NORTH YARMOUTH — The town agreed in June to rehire a former deputy chief of the fire and rescue department and pay $14,000 to resolve a legal dispute that arose after he was fired from his job in 2014.

But Bill Young has since resigned his position, about a month after signing a settlement agreement with the town, Town Manager Rosemary Roy said Thursday.

Roy said Young returned to work in late April, but resigned in July. She did not provide details about his resignation, but said it was at “his own choosing” and there was no conflict with the town.

“We were rather a bit surprised,” Roy said.

Young could not immediately be reached for comment Thursday. He works as a paramedic for the Old Orchard Beach Fire Department.

According to terms of a settlement released this week by the town at the request of the Portland Press Herald, Young rejoined the town as director of community paramedicine at a pay rate of $13.25 an hour. The town also paid Young a total of $4,000 and his attorneys $10,000 in two separate payments. Documents in his personnel file would be expunged within one year if there were no further issues, according to the settlement. Payments to Young’s attorneys were covered by the town’s insurance, and Young’s portion was paid with town contingency funds, Roy said.

In exchange, Young agreed not to pursue legal action against the town.

“The Town of North Yarmouth and William Young have agreed to resolve their legal disputes and differences to avoid prolonged and expensive litigation,” the parties said in a joint statement included in the settlement.

“Both parties agree that it is in their best interests and more importantly in the best interests of the citizens of the town to put an end to the litigation and work together to provide the best possible emergency medical services to the people of North Yarmouth and surrounding communities.”

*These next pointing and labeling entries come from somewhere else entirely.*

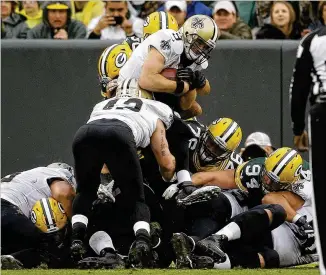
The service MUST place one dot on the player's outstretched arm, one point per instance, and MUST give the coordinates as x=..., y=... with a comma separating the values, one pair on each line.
x=160, y=148
x=204, y=90
x=291, y=202
x=151, y=78
x=222, y=179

Young was fired in 2014 after a meeting with Roy and other officials about a letter Young wrote to Steve Palmer, chairman of the Board of Selectmen at the time. In the letter, Young complained about a temporary halt to the longstanding practice of allowing fire-rescue department volunteers to wash their personal vehicles at the fire station.

Young was later reinstated and put on administrative leave, but filed a notice of intent to sue in April and sought $400,000 in damages. In his filing, Young said he was fired for refusing to sign a written warning about circumventing the chain of command. Roy said in April that Young was terminated because he was being verbally abusive and disrespectful.

Since the incident, employees are again allowed to wash their cars at the fire department and the town has a written policy for the practice, Roy said.